LRM specializes in helping owners evaluate exchange strategies to defer paying various forms of capital gains tax when selling their property. We have specialists with the necessary experience to meet the challenge of today’s business and tax environment.
Benefits of Exchanging
Prior to 1979, trading properties was at best complicated. Completing a tax deferred exchange meant properties had to be “swapped” simultaneously. Unfortunately, this made exchanging cumbersome and risky, if not impossible.
In 1979 a ruling by the U.S. Court of Appeals enabled the non-simultaneous or “delayed” exchange to qualify for tax deferral.
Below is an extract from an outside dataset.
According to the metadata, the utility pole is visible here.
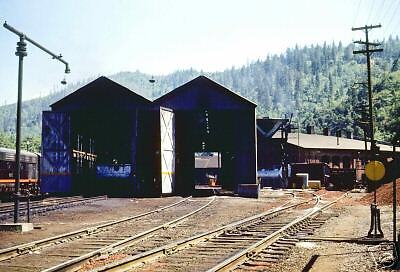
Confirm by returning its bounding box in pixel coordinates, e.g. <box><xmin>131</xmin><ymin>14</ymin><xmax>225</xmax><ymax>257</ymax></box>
<box><xmin>3</xmin><ymin>22</ymin><xmax>70</xmax><ymax>223</ymax></box>
<box><xmin>351</xmin><ymin>24</ymin><xmax>382</xmax><ymax>239</ymax></box>
<box><xmin>351</xmin><ymin>24</ymin><xmax>383</xmax><ymax>152</ymax></box>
This gave investors the time necessary to find desirable replacement property by using an Intermediary.
Treasury Regulations effective June, 1991 validated the delayed exchange and simplified the exchange process. By providing specific guidelines, these Regulations were welcomed by real estate investors who were previously uncertain of the viability of 1031 transactions.
Many investors have held property for years because a sale would translate into paying taxes of up to 40% of their capital gain. Typically, as an investor’s needs change over the years, the type of investment property they want changes. Relocation, estate building, retirement, desire to increase cash flow, or wanting to reduce management responsibilities, all affect the type of property investors want to own. Under IRC Section 1031, investors now have the alternative of moving their investments (and equities) into more desirable or profitable properties.